One that we’re keeping an eye on is Redfin (RDFN), which is best known for its rich listings website (which gets 27 million monthly visitors on average), but it’s not a clone of Zillow (ZG).

Instead, Redfin is thriving as a full-service brokerage, attracting sellers thanks to its lower commissions (1% to 1.5%), and getting top agents because they close three times as many sales per year as the average broker (partially due to faster sales times, a boon for sellers, too) and, hence, make more money.

The company is moving into add-on services as well: its Concierge service charges a 2% listing fee in exchange for cleaning, staging and repairing services prior to sale; its “Now” service (available in a handful of cities but being rolled out nationally) has Redfin itself buying a home (for the right price) from a customer, which it can then resell using its agents down the road; and it’s moving into mortgage and title offerings, too.
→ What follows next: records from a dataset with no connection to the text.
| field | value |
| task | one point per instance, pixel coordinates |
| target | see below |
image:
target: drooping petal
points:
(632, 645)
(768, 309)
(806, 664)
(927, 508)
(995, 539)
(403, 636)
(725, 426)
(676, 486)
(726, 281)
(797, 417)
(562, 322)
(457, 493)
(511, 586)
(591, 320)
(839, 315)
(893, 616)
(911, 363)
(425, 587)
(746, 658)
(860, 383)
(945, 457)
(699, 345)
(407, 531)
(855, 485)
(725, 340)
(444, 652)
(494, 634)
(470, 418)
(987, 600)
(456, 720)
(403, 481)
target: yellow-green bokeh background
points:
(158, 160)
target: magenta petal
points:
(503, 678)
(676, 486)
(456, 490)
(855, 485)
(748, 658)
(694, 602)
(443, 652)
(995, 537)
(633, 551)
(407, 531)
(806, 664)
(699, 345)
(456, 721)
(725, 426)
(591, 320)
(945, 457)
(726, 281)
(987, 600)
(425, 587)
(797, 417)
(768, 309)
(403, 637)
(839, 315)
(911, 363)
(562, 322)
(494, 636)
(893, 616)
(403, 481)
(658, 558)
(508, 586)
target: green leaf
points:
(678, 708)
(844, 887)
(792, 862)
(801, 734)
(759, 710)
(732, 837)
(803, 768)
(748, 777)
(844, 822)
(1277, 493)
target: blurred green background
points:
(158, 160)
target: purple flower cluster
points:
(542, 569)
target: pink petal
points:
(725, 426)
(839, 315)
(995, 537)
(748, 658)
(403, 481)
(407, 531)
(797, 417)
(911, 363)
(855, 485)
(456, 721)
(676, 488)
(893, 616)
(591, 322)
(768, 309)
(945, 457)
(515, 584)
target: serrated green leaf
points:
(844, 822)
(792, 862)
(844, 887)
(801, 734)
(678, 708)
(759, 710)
In Q4, Redfin closed 0.81% of all homes sold in the U.S. (up from 0.71% a year ago), with revenues lifting 30% (though part of that is revenue from home sales through RedfinNow) and customer satisfaction levels far higher than the competition.

Earnings are still in the red and margins are a worry, but after a long time in the doghouse, Redfin has been acting better so far this year with some bullish volume clues, including its above-average spike last week. It’s worth keeping an eye on.